The enforcement order comes just days after Cambridge Analytica, which worked for Donald Trump’s 2016 campaign, announced that it would shut down and declare bankruptcy, along with its international affiliates, following revelations that the companies had harvested the data of up to 87 million Americans without their knowledge. The company’s former CEO Alexander Nix was also recorded this year on undercover video, appearing to brag about using tactics like bribery and entrapment on behalf of Cambridge Analytica’s clients.
Long before the name Cambridge Analytica became notorious in households across the country, though, Carroll, a professor of media design at Parsons School of Design in Manhattan, became suspicious about the way the company built its so-called psychographic profiles of US voters. These profiles, the company claimed, contained information not only about people’s demographics, but their personalities as well. Given that Cambridge Analytica originally spun out of a British company called SCL Group, Carroll filed a request under the UK’s Data Protection Act seeking access to all of the information the company had collected on him.

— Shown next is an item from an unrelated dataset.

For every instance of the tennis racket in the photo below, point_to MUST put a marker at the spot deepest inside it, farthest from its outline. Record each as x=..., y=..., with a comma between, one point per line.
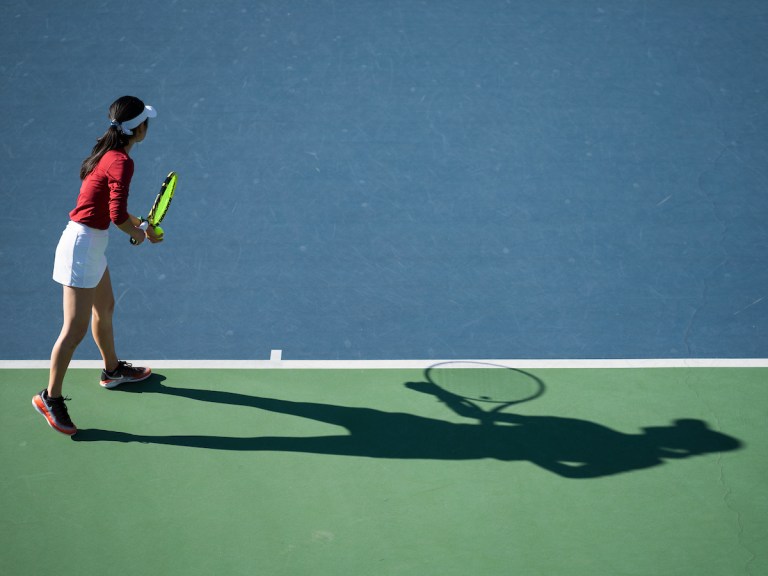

When SCL sent Carroll back his file, he was utterly unsatisfied. It ranked his interest in topics like immigration and gun control on a numeric scale, but offered no insight into what data was being used to generate those scores, or who actually used them. In mid-March, the same day Facebook announced it was suspending Cambridge Analytica and SCL Group from its platform as punishment for their transgressions, Carroll filed a request for disclosure in the UK in an attempt to force SCL to hand over the underlying data and answer a litany of questions about how they were being used.
Though that case is still ongoing, the ICO’s order does accomplish some of that work for Carroll. In the order, Denham describes the months-long battle between her office and SCL’s office over Carroll’s data request. According to the order, SCL repeatedly argued that as an US citizen, Carroll had no right to request his data under British laws, going so far as to write in one response that Carroll had no more data access rights in the UK “than a member of the Taliban sitting in a cave in the remotest corner of Afghanistan.”
Denham disagreed with that assessment. In March, after the undercover videos of Nix went public, the ICO stormed the company’s offices and seized its servers. Now, the regulator is giving SCL 30 days to provide descriptions of Carroll’s personal data, the purpose that data served, a list of all the recipients of that data, copies of the data itself, and the sources of that data.
“It’s quite exciting,” Carroll says of the order. “At the minimum, it’s the beginning of a victory and pointing toward winning.”
Still, he says, “It didn’t have to come to this. We’ve been trying for more than a year to do this out of court…It just kept escalating.”
SCL now has the opportunity to appeal the ICO’s order. Representatives for SCL didn’t immediately respond to WIRED’s request for comment.